Although the above embodiment uses a method of performing prediction using a simple mean of the values of two Gaussian processes, a weighted mean or a method of performing prediction using a more complicated function may be used.
Note that the method explained in [2-2. Interposed Gaussian Regression] described above may be used for the prediction of the output variable. In this case, the prediction unit 22 predicts the value of the output variable y* for the unknown input. variable x* according to the predictive distribution that represents the posterior probability of the output variable for the unknown input variable x* given the value of the output variable of each of the first input/output data and the value conditioned by the interval value of each of the second input/output data. This predictive distribution is represented using the posterior probability of the latent interval value for the unknown input variable x* given the value of the output variable of each of the first input/output data and the interval value of each of the second input/output data, and the posterior probability of the value of the output variable y* for the unknown input variable x* given the posterior probability of the latent interval value for the unknown input variable x* based on the kernel function for the upper limit of the interval value that represents similarity between input variables of the second input/output data, and the kernel function for the lower limit of the interval value that represents similarity between input variables of the second input/output data. This predictive distribution is derived using Expression (7) described above as an example.
Further, the method explained in [2-1. Interposed Linear Regression] described above may be used. In this case, the prediction unit 22 predicts the value of the output variable y* for the unknown input variable x* based on the unknown input variable and the data D using linear regression. Specifically, the prediction unit 22 predicts the value of the output variable y* for the unknown input variable x* according to the predictive distribution representing the posterior probability of the output variable for the unknown input variable x*. This predictive distribution is represented by a normal distribution that is represented based on a linear regression parameter (parameter w_u) that represents relationship between the input variable and the upper limit of the interval value of the output variable, a linear regression parameter (parameter w_l) that represents relationship between the input variable and the lower limit of the interval value of the output variable, a weight parameter (parameter α) for each of the upper limit and the lower limit of the interval value, and a variance parameter (parameter β), which are estimated based on the first input/output data and the second input/output data, using a mean that is determined from a mean calculated from the unknown input variable x* using the linear regression parameter that represents relationship with the upper limit of the interval value, a mean calculated from the unknown input variable x* using the linear regression parameter that represents relationship with the lower limit of the interval value, and the weight parameter, and a variance that is represented using the weight parameter and the variance parameter. This predictive distribution is derived using Expression (6a) and Expression (6b) described above as an example.
The data analysis devices have been illustrated and described above as embodiments. The embodiments may be in the form of a program for causing a computer to function as each unit provided in the data analysis devices. The embodiments may be in the form of a computer-readable storage medium that stores this program.
In addition, the configurations of the data analysis devices described in the above embodiments are an example, and may be changed depending on the situation within a range not deviating from the spirit.
Further, the processing flows of the programs described in the above embodiments are also an example, and unnecessary steps may be deleted, new steps may be added, or the processing orders may be changed within a range not deviating from the spirit.
Further, the above embodiments have described the case where the programs are executed to implement the processes according to the embodiments by a software configuration using a computer, but they are not limited to this. The embodiments may be implemented by, for example, a hardware configuration or a combination of a hardware configuration and a software configuration.

REFERENCE SIGNS LIST

10A, 10B Data analysis device
12 Data processing unit
14 Latent variable estimation unit
16, 22 Prediction unit
18, 24 Recording unit
20, 26 Input/output unit
30 External device

Claims

1. A data analysis device comprising:

a data processing unit that performs a process of acquiring data represented by a set of a plurality of first input/output data in which a value of an output variable is given and a plurality of second input/output data in which a value of an output variable is given as an interval value representing a range; and

a prediction unit that, based on an input variable for which a value of an output variable is unknown and the data, predicts a value of an output variable for the unknown input variable using a Gaussian process.

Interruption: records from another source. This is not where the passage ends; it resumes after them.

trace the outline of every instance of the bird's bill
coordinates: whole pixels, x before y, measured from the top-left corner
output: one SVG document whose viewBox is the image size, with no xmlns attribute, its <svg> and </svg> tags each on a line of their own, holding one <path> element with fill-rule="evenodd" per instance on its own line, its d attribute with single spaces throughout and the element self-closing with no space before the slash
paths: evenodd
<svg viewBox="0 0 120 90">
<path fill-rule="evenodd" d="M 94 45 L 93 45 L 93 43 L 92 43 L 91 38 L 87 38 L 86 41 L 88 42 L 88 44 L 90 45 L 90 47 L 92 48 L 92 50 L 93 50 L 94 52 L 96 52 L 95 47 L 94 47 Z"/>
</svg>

2. The data analysis device according to claim 1, further comprising

a latent variable estimation unit that estimates a latent variable representing an estimate of a true value of an output variable given as the interval value for each of the second input/output data,

the latent variable estimation unit generating a random number as the latent variable according to a truncated normal distribution of a generation probability of a latent variable conditioned by the interval value, the truncated normal distribution being represented using a kernel function that represents similarity between input variables of the first input/output data, a kernel function that represents similarity between an input variable of the first input/output data and an input variable of the second input/output data, a kernel function that represents similarity between input variables of the second input/output data, and the interval value,

wherein the prediction unit predicts a value of an output variable for the unknown input variable according to a predictive distribution represented using a Gaussian distribution that represents a posterior probability of an output variable for the unknown input variable given a value of the output variable of each of the first input/output data and the latent variable of each of the second input/output data.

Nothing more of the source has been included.